Although so named because John Cator the younger established the park between 1757/60 and 1785 and acquired the rights of the Manor of Beckenham, it transpires that most of the land in the current park was in the neighbouring Manor of Foxgrove and some nearby Lewisham Lands that once belonged to the Forsters of Southend, Lewisham and the Earl of Rockingham/Sondes/Lees Court estate.
Several accounts of the history of the park require amendment due to recent rediscoveries from different archives. The Friends of Beckenham Place Park endeavour to compile an accurate history based on archive material in the British Library, Kent, Essex and Surrey Archives. Bromley and Lewisham Local Studies Libraries.

Beckenham Manor has medieval origins and is mentioned in the Domesday Book as belonging to the Bishop of Bayeux. In the 17th century, the whole estate was owned by Walter St John, and later by Frederick Viscount Bolingbroke, who sold the estate with manorial rights passing to the noted Quaker and MP John Cator in 1773. Records show John Cator acquired land here as early as 1757 and built his house by 1762 on part of the neighbouring Foxgrove Manor. The ownership of Foxgrove Manor was under Sir Francis Leigh of Hawley until 1712, then passed through the Tolson, Tilly, Bridges, Groves, and Timewell families as divided lands. Then via the Raymonds and Burrells it came fully into the possession of John Cator (d. 1806). Cator built the mansion that stands today.

Cator's father-in-law, botanist Peter Collinson, visited in September 1762, commenting:... went, for the first time, to visit my son-in-law John Cator [sic] (who married my daughter), at his new-built house, now finished, at Stump's Hill, half-way (on the south side of the road) between Southend and Beckenham, in Kent, began in the spring 1760, on a pretty wooded estate that he had purchased. The plantations about it, all of his own doing, I found in a thriving condition, and when grown up will adorn so stately a house, in so delectable a situation, and make it a Paradise.Cator, reputed to be friends with Swedish botanist Carl Linnaeus, introduced many exotic tree species and a lake. The lake stood dry for a time but has now been re-established to provide a wild swimming space and wetlands for birds. Even today, there are reputed to be 60 species of tree on the estate.
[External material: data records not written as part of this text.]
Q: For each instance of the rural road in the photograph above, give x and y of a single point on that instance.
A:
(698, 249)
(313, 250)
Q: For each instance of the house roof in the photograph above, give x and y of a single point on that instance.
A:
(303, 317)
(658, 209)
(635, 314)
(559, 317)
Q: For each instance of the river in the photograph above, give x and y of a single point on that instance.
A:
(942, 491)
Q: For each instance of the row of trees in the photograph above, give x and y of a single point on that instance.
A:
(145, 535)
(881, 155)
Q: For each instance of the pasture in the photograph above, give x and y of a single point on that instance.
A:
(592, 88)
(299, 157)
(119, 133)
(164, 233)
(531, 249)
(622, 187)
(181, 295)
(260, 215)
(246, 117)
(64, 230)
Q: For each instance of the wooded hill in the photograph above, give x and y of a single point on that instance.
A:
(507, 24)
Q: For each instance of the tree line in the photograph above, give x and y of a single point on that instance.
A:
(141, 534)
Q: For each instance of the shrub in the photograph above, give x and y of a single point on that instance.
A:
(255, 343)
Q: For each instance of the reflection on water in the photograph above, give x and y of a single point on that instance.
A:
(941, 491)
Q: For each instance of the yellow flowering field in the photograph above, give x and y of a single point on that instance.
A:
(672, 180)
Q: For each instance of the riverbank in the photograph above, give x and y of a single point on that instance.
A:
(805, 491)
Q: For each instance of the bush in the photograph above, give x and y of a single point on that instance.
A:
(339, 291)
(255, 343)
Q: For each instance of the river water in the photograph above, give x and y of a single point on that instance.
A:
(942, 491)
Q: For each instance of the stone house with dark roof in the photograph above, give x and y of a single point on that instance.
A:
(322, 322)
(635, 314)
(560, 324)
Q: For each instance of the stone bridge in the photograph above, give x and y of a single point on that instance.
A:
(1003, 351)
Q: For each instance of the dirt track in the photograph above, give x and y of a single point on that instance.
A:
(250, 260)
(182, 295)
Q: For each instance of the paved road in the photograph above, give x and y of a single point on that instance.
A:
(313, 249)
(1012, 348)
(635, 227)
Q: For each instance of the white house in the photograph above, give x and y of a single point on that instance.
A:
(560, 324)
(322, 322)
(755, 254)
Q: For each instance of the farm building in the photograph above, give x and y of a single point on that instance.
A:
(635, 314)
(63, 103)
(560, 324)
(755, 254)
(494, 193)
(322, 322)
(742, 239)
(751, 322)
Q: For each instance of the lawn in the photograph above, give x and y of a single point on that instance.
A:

The association is unlikely but Cator's father in law, Peter Collinson, had met Linnaeus in 1735/36 and continued a lifelong correspondence with him exchanging plant specimens and philosophical discussions.
Collinson writes about Cator and his own son that they both pester him for plants from his own garden at Mill Hill and requests Rhodedendrons, Kalmias and Azaleas from his friend John Barham in America.
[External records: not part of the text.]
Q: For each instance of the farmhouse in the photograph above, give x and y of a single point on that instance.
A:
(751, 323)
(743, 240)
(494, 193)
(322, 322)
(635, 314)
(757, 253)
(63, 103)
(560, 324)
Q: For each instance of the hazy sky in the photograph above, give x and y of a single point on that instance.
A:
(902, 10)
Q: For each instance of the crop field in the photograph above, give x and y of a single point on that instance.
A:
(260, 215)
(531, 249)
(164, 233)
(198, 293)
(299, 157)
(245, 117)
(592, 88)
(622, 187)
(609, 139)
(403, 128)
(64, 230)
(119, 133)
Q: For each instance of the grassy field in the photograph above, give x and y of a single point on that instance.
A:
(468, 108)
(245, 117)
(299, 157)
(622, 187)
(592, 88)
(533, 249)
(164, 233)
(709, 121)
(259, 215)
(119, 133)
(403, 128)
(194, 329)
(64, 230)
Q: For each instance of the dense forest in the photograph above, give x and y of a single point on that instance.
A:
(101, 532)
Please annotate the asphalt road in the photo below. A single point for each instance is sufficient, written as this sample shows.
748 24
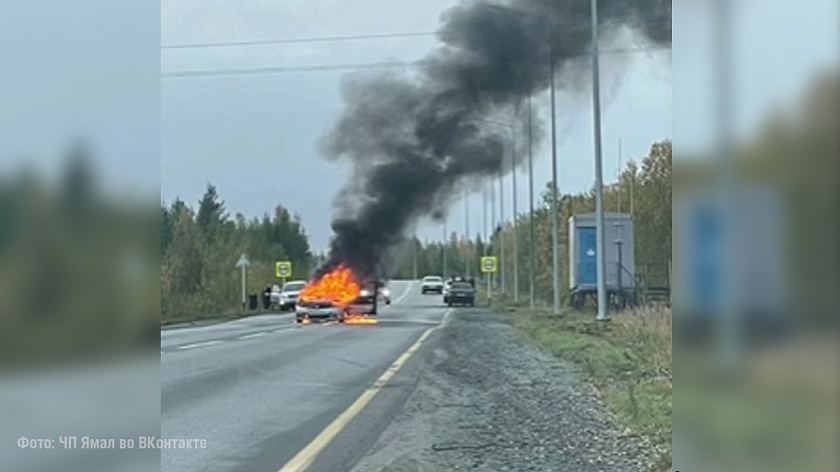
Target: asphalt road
259 390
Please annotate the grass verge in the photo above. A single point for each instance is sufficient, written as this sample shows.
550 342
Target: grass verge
628 360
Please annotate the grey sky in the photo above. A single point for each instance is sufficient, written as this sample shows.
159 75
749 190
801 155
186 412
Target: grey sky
81 70
254 136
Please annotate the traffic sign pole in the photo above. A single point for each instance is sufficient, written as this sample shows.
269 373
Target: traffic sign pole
243 264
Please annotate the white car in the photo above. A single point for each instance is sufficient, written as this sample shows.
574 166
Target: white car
384 293
289 294
432 284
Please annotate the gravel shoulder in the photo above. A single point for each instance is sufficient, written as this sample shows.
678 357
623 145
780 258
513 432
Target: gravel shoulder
486 401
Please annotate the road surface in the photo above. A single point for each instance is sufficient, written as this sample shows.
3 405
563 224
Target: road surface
259 390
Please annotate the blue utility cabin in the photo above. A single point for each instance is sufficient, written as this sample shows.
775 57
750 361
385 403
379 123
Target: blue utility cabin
619 245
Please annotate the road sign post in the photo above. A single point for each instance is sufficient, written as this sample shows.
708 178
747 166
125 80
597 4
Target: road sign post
489 265
243 265
283 270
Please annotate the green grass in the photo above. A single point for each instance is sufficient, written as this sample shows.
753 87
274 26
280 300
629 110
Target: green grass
628 360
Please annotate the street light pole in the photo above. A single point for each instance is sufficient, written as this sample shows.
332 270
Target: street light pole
599 180
514 222
554 187
502 262
555 225
444 264
468 256
531 209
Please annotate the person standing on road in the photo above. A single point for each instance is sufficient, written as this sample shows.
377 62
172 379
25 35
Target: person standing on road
267 297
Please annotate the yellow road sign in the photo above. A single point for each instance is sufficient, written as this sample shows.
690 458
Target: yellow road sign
489 264
283 269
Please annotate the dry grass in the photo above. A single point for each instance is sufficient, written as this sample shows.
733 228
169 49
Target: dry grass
628 360
647 331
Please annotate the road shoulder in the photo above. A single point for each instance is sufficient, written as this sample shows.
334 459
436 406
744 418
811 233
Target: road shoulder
486 401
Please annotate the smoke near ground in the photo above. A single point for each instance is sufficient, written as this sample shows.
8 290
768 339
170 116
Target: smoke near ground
415 138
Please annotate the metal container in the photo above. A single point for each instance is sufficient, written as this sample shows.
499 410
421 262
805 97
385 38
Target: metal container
620 254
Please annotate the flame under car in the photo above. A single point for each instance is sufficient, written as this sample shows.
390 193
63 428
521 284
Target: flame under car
362 309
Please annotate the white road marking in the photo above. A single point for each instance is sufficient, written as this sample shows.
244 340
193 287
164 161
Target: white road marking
405 293
197 345
251 336
307 455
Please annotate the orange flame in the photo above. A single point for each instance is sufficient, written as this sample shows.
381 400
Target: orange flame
339 287
360 320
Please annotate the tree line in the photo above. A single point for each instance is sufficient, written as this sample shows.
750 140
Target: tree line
199 250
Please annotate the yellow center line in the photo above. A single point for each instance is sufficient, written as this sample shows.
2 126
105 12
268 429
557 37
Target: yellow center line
307 455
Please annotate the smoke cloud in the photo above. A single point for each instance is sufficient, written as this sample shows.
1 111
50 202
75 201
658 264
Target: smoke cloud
415 138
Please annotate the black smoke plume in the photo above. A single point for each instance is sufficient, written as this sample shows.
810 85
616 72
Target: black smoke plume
415 138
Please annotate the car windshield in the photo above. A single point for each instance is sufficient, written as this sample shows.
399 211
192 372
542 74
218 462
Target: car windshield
293 286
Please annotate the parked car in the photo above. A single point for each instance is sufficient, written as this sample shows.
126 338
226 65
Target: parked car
318 310
289 294
431 284
384 292
461 293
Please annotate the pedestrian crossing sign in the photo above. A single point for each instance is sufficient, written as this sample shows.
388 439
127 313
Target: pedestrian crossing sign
283 269
489 265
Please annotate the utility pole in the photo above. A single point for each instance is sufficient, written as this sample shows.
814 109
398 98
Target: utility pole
554 186
502 264
531 208
445 244
484 220
599 178
555 226
513 220
468 241
414 254
493 223
729 335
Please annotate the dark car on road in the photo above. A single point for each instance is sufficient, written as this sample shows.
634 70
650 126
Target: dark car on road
460 293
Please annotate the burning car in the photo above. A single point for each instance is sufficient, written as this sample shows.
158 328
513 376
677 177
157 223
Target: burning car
337 296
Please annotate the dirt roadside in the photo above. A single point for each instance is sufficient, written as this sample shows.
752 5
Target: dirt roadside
486 401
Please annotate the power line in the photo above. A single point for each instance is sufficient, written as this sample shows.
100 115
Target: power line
285 70
322 39
356 66
364 37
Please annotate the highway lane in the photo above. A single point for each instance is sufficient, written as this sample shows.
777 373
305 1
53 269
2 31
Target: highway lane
260 389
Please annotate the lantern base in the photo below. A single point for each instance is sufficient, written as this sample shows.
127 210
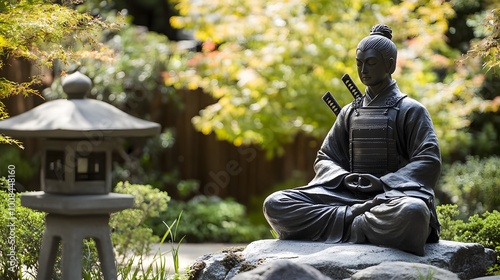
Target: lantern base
71 219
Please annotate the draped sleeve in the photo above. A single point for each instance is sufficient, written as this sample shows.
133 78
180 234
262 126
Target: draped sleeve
420 158
332 161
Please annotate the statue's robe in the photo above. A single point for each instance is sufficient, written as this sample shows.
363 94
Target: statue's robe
320 211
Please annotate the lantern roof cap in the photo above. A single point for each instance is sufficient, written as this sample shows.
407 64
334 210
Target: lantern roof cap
77 117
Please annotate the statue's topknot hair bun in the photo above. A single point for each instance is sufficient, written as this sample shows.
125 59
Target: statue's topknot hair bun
381 29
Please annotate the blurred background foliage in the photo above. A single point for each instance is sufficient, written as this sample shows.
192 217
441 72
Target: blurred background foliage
267 64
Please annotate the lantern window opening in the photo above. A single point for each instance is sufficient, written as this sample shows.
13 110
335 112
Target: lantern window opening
55 162
90 167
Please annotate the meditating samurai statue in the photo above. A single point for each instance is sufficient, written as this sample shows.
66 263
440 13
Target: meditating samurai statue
375 171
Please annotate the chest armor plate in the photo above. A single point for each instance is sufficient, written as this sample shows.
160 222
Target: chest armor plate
372 140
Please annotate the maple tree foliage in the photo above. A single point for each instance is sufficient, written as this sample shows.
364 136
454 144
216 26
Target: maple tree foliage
268 63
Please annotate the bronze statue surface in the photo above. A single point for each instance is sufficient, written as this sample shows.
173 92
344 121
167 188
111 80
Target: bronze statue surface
375 171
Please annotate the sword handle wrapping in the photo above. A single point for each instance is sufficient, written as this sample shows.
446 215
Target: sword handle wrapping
351 86
332 103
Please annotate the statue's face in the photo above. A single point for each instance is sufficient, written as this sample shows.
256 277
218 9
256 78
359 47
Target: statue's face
372 69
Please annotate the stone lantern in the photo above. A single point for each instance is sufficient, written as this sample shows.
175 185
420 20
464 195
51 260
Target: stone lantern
78 138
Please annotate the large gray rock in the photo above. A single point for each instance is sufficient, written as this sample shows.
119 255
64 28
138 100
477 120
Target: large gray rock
403 271
282 269
341 261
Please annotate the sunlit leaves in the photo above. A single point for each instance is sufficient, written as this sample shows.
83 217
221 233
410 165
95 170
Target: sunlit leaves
275 59
489 47
42 32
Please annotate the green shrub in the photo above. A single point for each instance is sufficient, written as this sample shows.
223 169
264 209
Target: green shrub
210 219
483 229
131 234
22 249
473 185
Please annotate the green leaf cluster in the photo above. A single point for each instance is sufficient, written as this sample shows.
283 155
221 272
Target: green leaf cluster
27 237
269 62
210 219
479 228
51 32
131 234
473 185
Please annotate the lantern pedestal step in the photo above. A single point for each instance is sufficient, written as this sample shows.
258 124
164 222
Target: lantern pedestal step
69 221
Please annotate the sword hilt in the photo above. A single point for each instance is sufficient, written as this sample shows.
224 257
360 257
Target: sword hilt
332 103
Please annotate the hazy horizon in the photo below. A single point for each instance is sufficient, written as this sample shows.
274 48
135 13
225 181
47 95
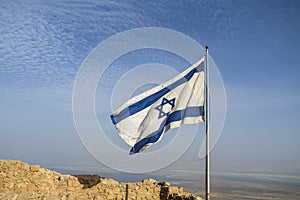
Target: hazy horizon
255 45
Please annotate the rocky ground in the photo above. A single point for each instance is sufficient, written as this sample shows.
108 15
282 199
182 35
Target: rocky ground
19 180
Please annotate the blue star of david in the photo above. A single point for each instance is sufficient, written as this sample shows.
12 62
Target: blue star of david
160 107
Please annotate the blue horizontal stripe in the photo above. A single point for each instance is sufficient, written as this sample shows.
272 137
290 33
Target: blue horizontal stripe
144 103
172 117
188 112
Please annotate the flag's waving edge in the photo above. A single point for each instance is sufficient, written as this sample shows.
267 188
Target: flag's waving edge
143 119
The mansion remained with the Cator family until the 20th century, although inhabited by tenants for most of the 19th century – including a boys school and sanitorium in the early 20th century – before being bought by London County Council in 1927. In 1929 the golf course (established in 1907) became the first municipally owned course in England (and also reputedly the busiest), while the mansion was retained as a clubhouse. During the Second World War, the park became a prisoner of war camp and defensive measures including anti-aircraft battery and barrage balloons were installed.
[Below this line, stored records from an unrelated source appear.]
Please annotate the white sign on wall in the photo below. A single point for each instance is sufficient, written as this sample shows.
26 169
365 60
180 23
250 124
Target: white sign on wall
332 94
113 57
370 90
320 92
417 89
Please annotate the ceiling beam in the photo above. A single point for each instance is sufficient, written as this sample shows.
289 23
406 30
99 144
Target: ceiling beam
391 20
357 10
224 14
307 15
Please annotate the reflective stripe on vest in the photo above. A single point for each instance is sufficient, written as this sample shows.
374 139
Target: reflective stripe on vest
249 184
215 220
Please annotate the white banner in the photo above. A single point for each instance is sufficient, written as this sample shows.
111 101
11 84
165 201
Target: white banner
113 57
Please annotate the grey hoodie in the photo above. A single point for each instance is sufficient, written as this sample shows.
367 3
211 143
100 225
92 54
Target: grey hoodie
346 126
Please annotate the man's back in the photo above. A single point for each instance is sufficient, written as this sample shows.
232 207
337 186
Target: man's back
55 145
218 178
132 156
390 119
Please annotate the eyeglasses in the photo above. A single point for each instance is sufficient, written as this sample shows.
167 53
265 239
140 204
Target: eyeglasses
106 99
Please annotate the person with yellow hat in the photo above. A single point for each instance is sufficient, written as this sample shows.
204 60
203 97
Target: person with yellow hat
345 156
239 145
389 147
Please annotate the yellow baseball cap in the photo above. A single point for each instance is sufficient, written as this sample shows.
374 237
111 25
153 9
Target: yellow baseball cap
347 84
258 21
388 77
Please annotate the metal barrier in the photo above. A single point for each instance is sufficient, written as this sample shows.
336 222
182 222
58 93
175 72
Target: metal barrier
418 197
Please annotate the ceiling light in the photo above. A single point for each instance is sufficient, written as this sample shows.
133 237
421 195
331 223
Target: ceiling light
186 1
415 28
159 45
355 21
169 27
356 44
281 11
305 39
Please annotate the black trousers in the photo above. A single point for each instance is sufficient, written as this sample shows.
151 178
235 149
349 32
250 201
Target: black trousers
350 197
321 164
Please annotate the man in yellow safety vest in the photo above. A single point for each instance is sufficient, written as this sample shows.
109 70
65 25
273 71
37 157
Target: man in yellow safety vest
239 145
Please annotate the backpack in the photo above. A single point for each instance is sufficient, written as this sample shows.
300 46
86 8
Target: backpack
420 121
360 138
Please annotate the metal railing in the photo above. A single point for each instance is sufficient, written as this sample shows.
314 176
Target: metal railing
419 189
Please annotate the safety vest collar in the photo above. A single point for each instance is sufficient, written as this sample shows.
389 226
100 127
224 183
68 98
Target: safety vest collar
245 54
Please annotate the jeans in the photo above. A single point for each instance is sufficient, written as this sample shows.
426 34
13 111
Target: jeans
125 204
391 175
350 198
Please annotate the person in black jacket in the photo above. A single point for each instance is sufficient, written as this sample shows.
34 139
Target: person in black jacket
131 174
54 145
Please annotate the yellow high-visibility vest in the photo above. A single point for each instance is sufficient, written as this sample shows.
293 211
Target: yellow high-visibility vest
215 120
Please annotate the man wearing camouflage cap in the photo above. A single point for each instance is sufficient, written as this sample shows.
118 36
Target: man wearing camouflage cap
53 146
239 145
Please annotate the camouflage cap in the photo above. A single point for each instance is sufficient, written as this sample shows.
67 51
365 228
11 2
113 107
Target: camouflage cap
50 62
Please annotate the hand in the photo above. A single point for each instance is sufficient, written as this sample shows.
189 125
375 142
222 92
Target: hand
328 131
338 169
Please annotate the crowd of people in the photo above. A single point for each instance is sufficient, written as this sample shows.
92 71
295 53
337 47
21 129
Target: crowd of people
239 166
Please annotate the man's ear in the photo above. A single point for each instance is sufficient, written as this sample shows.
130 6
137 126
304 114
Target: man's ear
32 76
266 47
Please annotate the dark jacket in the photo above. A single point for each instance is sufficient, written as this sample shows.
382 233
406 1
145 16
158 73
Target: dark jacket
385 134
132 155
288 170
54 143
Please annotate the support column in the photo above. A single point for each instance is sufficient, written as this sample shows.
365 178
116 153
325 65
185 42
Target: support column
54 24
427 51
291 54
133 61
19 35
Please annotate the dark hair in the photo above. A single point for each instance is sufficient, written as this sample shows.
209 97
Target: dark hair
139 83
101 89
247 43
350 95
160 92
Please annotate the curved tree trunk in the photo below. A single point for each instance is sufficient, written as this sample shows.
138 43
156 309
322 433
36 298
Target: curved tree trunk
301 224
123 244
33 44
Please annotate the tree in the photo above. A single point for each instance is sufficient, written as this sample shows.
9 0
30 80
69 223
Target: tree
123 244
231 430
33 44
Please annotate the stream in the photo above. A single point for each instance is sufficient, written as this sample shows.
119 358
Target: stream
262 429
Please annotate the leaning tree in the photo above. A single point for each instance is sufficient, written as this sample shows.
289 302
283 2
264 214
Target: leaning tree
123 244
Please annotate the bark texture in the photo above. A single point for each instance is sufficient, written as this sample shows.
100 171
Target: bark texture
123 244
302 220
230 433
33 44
The park was managed by the Greater London Council from 1965, then by Lewisham borough council from 1972. In 1995 after boundary changes the park is entirely within the Borough of Lewisham – formerly falling within two boroughs according to boundary markers which can still be seen in Summerhouse Hill Wood.

==Layout and notable features==
Beckenham Place Park is Lewisham's largest green space, extending to 96 ha, and including a wide range of facilities, including a sensory garden.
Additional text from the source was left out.